I nodded and forced out, “Of course.”

His smile was slight—it simply tipped up his lips and softened his eyes.

But it was beautiful.

So beautiful, I leaned into him. When I did, his eyes changed completely. They went from soft and warm to intense and something else.

Something that looked darker.

Heated.

Even more beautiful.

I was trying to understand that reaction when Ethan broke the moment, crying loudly, “Dad! There’s Josh and Bryant! Can I hang with them?”

For a moment, Jake’s gaze held mine captive even as the pads of his fingers dug into my jaw.

Then he unfortunately dropped his hand and turned to his son.

“Not out of my sight, bud,” he ordered.

“Got it,” Ethan confirmed, jumped on the empty bench in front of us and dashed along it to the steps. He raced down the steps to two boys who were standing by the fence by the field.

“Sit, Slick,” Jake invited.

I looked from Ethan to him and I sat.

He sat next to me, curved an arm around my waist and pulled me the mere inches that separated us so that we were hip to hip, thigh to thigh.

Oh.

My.

I took in a trembling breath and looked about the space.

The field was bare as were the player’s benches. The away crowd bleachers were filling up fast but not as fast as the home crowd’s section around us. There was a lot of yellow and blue, which I knew were the school colors.

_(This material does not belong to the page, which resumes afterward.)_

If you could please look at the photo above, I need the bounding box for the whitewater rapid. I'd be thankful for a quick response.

I saw the cheerleaders milling about behind the team bench, preparing for their work that evening. The air was very chilly and the spectators were suited up to battle the chill in hats, scarves, heavy parkas and jackets and even gloves. And there were many children and young adults about, the young adults not nearly as prepared to face the cold evening, as it was clear they preferred their peers to see their fashion selections and not to cover them with heavy coats that would keep them warm.

It was then it occurred to me that the last sporting event I attended was a football game at my own high school decades ago.

And it also occurred to me that back then for a brief period of time, I’d loved football.

My clandestine boyfriend Andy played thus I never missed a game. I never even missed a play. I was enthralled by watching him on the field. And I looked forward every Friday night to going to the game with my girlfriends, watching my boyfriend play football then sneaking in a date with him after, and after that, sneaking in kissing him for as long as we could do it before it became too dangerous to continue and we’d have to stop so I could get home.